Today was a quiet introspective day. No lectures or seminars but I met with the Director of Studies, a warm and charming Swiss woman, fluent in five languages, who welcomed me with sincerity and expressed great interest in the work I've done with Marion Woodman over the past four or five years. I asked all my questions and left feeling the new training program is wide open with possibility and potential. Of course the semester is young and everything remains to be seen and experienced but I do feel good about it thus far.
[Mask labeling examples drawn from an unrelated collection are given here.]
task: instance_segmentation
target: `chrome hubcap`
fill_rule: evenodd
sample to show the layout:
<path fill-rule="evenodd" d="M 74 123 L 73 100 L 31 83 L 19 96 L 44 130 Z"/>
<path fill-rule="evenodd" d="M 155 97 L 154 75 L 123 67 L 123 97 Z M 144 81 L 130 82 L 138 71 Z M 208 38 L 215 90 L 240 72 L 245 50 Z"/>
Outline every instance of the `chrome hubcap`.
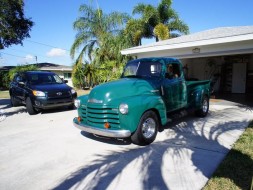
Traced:
<path fill-rule="evenodd" d="M 204 113 L 206 113 L 208 110 L 208 102 L 206 99 L 204 99 L 204 101 L 203 101 L 202 110 Z"/>
<path fill-rule="evenodd" d="M 147 118 L 142 124 L 142 134 L 145 138 L 150 138 L 155 133 L 156 123 L 152 118 Z"/>

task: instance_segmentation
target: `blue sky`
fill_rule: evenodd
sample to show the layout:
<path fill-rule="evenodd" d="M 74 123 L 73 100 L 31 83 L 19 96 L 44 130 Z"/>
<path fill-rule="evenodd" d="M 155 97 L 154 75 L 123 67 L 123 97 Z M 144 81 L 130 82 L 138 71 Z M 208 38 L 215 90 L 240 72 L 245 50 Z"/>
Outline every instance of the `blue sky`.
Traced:
<path fill-rule="evenodd" d="M 157 5 L 160 0 L 97 0 L 104 12 L 131 14 L 138 3 Z M 31 64 L 37 61 L 71 66 L 74 62 L 69 49 L 76 31 L 73 22 L 78 18 L 81 4 L 93 4 L 95 0 L 24 0 L 25 15 L 35 25 L 31 38 L 23 46 L 13 45 L 0 51 L 0 66 Z M 190 33 L 224 26 L 253 25 L 252 0 L 174 0 L 172 7 L 188 24 Z M 150 43 L 152 41 L 145 41 Z"/>

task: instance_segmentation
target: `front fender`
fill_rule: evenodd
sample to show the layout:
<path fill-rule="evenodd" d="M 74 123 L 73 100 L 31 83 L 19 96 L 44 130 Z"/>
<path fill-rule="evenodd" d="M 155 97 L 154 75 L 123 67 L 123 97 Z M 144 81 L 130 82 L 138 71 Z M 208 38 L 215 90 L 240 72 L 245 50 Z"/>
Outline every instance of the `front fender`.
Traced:
<path fill-rule="evenodd" d="M 166 107 L 160 96 L 135 96 L 125 99 L 122 103 L 128 105 L 128 113 L 126 115 L 119 113 L 120 125 L 123 129 L 128 129 L 131 132 L 134 132 L 139 124 L 142 114 L 151 109 L 154 109 L 159 113 L 162 125 L 167 122 Z"/>

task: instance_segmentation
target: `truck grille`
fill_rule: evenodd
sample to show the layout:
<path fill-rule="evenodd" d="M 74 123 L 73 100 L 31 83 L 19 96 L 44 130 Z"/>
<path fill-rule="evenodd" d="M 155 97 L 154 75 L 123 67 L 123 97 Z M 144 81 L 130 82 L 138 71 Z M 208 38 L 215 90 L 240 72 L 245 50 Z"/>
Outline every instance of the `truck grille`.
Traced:
<path fill-rule="evenodd" d="M 48 99 L 63 99 L 71 98 L 71 93 L 69 91 L 50 91 L 47 93 Z"/>
<path fill-rule="evenodd" d="M 109 106 L 83 106 L 81 114 L 83 121 L 88 125 L 104 128 L 104 124 L 108 122 L 111 128 L 119 128 L 119 112 L 117 108 Z"/>

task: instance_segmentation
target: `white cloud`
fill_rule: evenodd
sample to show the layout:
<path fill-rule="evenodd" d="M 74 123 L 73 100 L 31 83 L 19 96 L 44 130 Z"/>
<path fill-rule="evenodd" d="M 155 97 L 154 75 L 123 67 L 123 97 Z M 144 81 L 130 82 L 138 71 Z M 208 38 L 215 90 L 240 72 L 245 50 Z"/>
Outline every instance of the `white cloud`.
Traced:
<path fill-rule="evenodd" d="M 62 57 L 67 55 L 66 50 L 60 48 L 52 48 L 49 52 L 47 52 L 48 57 Z"/>
<path fill-rule="evenodd" d="M 29 61 L 34 61 L 35 60 L 35 57 L 33 55 L 26 55 L 25 56 L 25 61 L 29 62 Z"/>

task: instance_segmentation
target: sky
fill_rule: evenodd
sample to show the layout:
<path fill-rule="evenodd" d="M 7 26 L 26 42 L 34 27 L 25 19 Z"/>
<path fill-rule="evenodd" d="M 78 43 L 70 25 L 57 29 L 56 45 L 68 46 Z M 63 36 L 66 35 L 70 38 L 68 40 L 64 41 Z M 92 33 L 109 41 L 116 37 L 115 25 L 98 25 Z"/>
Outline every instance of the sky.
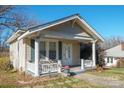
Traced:
<path fill-rule="evenodd" d="M 124 6 L 21 6 L 24 13 L 42 23 L 80 14 L 104 38 L 124 37 Z"/>

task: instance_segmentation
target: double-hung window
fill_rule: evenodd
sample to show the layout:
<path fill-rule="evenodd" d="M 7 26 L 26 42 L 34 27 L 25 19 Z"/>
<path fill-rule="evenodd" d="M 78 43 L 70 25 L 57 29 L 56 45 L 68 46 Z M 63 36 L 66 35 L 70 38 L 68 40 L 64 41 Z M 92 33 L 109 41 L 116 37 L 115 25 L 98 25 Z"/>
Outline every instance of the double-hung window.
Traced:
<path fill-rule="evenodd" d="M 39 43 L 39 56 L 40 59 L 45 59 L 46 57 L 46 42 L 45 41 L 40 41 Z"/>
<path fill-rule="evenodd" d="M 56 59 L 56 42 L 49 42 L 49 59 Z"/>
<path fill-rule="evenodd" d="M 31 62 L 35 61 L 35 40 L 31 39 Z"/>

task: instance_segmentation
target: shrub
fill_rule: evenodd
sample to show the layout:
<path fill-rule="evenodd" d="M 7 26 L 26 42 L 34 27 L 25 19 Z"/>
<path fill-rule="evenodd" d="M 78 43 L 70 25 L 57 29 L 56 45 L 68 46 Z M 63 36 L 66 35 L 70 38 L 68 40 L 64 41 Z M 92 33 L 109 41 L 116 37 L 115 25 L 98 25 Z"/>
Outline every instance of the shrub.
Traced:
<path fill-rule="evenodd" d="M 0 70 L 11 70 L 13 68 L 9 57 L 0 57 Z"/>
Yesterday, Virginia from Calgary, Ingrid from Oslo, and I went to a tiny cinema, "Arthouse Commercio," to see "Touch the Sound," a fascinating film about Evelyn Glennie, the deaf Scottish percussionist. I loved her clear and radiant presence and her joyful celebration of what I would call synesthesia, although she would probably just say that her entire body hears the music, rather than "just" her ears. What really struck me was her reference to the human body as resonator - an integral part of the BodySoul Rhythms work with Marion. I can hear how much more resonance there is in my own singing voice (not that I use it much) and I feel my body much more finely tuned than before I began that work. Afterward Virginia and I jumped on the train to Einsiedeln and, at long last, I saw the famous and much-loved Black Madonna. She is exquisite, to be sure, but I want to go back when there are fewer people. We arrived just in time for the Vespers service. The monks' music was beautiful but what moved me most was their procession to the back of the church and obvious reverence for Black Mary, as they took their places and sang to her. I was even able to join in when the congregation sang two of my favourite hymns (in German, of course).

The remainder of this week will be busy with lectures and seminars, right through the weekend. The schedule is erratic and some weeks are very light while others are packed full. I know the days and weeks will fly by and in less than a month, Steve will be here, then Ursula, as we prepare for the BodySoul Writing course in France.

To finish up tonight, here is a quote from "Divine Beauty" - almost every page in the book is quotable - in keeping with his theme (with thanks to Yvonne, whose blog is chock full of wonderful quotes and poems).

"We have often heard that beauty is in the eye of the beholder. This is usually taken to mean that the sense of beauty is utterly subjective; there is no accounting for taste because each person's taste is different. The statement has another, more subtle meaning: if our style of looking becomes beautiful, then beauty wil become visible and shine forth for us. We will be surprised to discover beauty in unexpected places where the ungraceful eye would never linger. The graced eye can glimpse beauty anywhere, for beauty does not reserve itself for special elite moments or instances; it does not wait for perfection but is present already secretly in everything. When we beautify our gaze, the grace of hidden beauty becomes our joy and sanctuary." (p. 29)

I do love books that embody what they celebrate. This is a tender and graceful book.